California Residents Hear Sonic Booms After Thanksgiving — Turns Out, It Was SpaceX's Falcon 9 Launch
At about quarter to eleven in the morning, a day after Thanksgiving, the launchpad at the Vandenberg Space Force Base in California came alive with wild furore as Elon Musk’s Falcon 9 rocket headed for its launch. Residents across Southern California slumped down on their sofas and desks, their eyes glued to the screens that flashed a livestream footage of the rocket launch.
After the rideshare deployment sequence was initiated, a frothy plume of glowing white smoke materialized from the decorated Merlin engines tucked in the rocket’s buttocks. The boosters started spinning, and within a few moments, the rocket detached from the base and shot up in the air, ejecting sparkly fireworks that glittered across the Californian skies. It wasn’t just a brilliant smoke and light show. According to the latest report by KTLA, the launch also rattled windows across Southern California.
Falcon 9, according to SpaceX, is the “world’s first orbital class reusable rocket” crafted with advanced Merlin engines that operate on kerosene and liquid oxygen. Its boosters, too, have made over 30 space trips in the past. In this mission, a.k.a. Transporter-15, the rocket was supposed to transport an assemblage of satellites and robots that different companies had designed for the surveillance of Earth from space.

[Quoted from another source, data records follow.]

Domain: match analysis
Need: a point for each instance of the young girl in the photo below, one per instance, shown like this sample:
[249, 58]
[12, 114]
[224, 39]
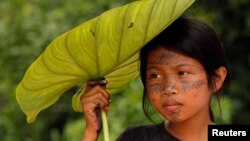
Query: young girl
[180, 69]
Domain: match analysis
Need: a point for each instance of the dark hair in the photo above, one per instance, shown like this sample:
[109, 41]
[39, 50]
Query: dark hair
[192, 38]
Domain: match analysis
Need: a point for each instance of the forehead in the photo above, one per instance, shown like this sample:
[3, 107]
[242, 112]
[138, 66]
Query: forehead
[163, 56]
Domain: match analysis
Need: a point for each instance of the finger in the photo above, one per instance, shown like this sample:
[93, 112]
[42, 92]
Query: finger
[95, 102]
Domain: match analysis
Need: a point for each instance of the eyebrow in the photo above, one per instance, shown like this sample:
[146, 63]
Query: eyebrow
[174, 64]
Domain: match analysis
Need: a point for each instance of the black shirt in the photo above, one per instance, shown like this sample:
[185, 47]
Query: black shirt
[147, 133]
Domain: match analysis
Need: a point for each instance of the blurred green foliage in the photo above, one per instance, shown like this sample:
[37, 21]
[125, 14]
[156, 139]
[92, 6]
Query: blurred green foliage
[28, 26]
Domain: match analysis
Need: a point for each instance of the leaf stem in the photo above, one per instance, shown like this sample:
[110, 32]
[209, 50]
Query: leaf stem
[105, 125]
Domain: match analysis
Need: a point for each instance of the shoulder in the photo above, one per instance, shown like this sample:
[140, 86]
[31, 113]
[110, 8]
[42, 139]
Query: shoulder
[154, 132]
[135, 133]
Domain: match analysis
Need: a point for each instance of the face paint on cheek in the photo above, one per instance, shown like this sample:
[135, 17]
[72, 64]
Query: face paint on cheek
[154, 89]
[192, 85]
[174, 116]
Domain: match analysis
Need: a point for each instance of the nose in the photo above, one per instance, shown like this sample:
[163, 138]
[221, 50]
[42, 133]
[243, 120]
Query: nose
[170, 90]
[170, 86]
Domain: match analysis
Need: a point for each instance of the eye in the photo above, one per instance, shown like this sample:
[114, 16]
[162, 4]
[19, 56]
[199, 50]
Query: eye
[155, 76]
[183, 73]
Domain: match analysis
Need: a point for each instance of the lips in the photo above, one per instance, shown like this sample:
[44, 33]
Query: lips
[171, 105]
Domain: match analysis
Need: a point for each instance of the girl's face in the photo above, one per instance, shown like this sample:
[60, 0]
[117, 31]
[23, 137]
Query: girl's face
[177, 85]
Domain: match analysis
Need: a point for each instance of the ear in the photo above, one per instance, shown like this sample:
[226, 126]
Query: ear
[221, 75]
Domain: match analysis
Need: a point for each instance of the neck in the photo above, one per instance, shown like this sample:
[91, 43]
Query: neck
[197, 127]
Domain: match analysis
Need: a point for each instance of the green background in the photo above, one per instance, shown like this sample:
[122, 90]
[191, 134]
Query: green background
[28, 26]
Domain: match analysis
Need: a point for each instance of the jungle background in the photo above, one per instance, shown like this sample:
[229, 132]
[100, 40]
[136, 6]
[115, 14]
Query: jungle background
[28, 26]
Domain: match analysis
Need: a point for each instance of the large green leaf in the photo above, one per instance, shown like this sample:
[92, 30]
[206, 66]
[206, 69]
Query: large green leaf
[104, 47]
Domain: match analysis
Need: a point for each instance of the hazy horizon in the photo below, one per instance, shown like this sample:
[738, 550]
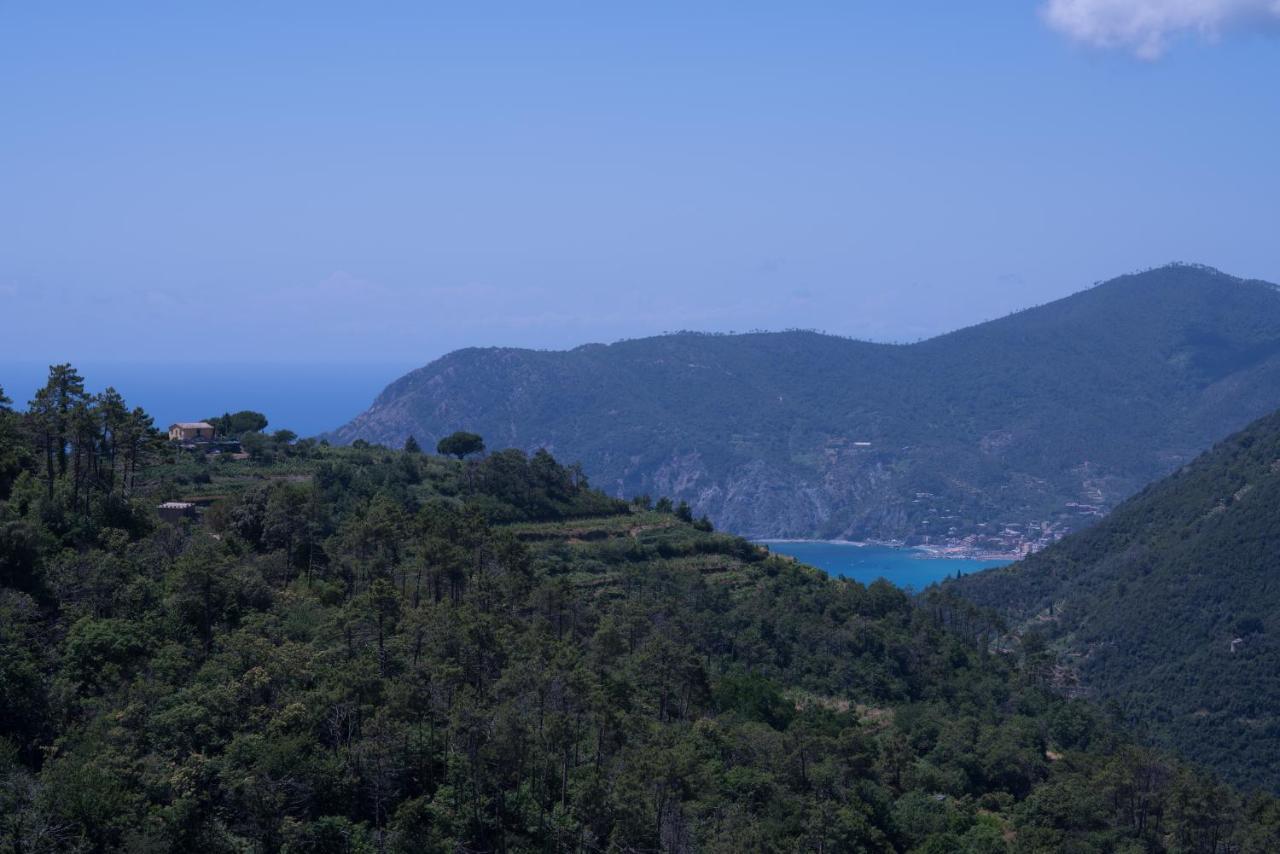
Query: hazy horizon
[312, 183]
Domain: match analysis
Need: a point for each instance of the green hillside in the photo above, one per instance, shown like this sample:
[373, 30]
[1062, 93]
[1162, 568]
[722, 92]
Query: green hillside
[1170, 607]
[359, 649]
[1036, 423]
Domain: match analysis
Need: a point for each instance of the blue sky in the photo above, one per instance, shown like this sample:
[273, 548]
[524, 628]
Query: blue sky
[383, 183]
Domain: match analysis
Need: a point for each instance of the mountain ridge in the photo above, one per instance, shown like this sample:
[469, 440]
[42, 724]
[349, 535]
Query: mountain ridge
[1042, 419]
[1168, 606]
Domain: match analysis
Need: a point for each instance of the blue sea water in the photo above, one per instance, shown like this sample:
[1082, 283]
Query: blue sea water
[905, 567]
[304, 398]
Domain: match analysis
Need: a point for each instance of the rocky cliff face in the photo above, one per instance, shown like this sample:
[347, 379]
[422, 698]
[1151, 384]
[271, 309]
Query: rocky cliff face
[1029, 424]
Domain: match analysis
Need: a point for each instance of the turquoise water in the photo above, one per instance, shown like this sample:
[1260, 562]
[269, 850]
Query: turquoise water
[903, 566]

As the company’s pictures show on X, the payload stack of the rocket was jangling with 140 chunky payloads, jangling with metallic stacks consisting of these satellites and space spying equipment.
Falcon 9 launches the 15th Transporter rideshare mission and delivers 140 payloads to orbit pic.twitter.com/zorewxMnFL
— SpaceX (@SpaceX) November 29, 2025
The equipment, the news outlet explains, consisted of CubeSats, microsatellites, and orbital transfer vehicles from various government and commercial clients, as well as a constellation of defense satellites for Earth’s observation. Among the payloads was also an Umbra-11, deployed on behalf of Santa Barbara-based Umbra, an American space-technology company that builds advanced radar-imaging systems and operates a constellation of high-resolution Synthetic Aperture Radar (SAR) satellites.
The event, however, was much more than just a rocket launch. For the residents of Southern California, it became a phenomenon that sent shockwaves rumbling through the state. In some places across the central coast, Santa Barbara, San Luis Obispo, and Ventura, deafening sounds could be observed. Although sonic booms are not associated with rockets, they have mostly been observed in connection with airplanes. According to an explanation by ScienceDirect, a sonic boom erupts when the speed of the rocket surpasses the speed of sound.
Air becomes compressed by the accelerating speed, and a powerful shockwave breaks out, flitting through the surrounding atmosphere and triggering a cascade of loud, thunderous booms as it crosses the sound barrier. The more the air pressure amplifies, the more this boom crackles and grumbles in the air. Often, a second layer of this sonic boom is heard as an “N-wave signature.”
Meanwhile, another whizzing booster of the same fleet of SpaceX rockets landed on the “Of Course I Still Love You” droneship positioned in the Pacific Ocean after stage separation on the same day as this rocket was launched.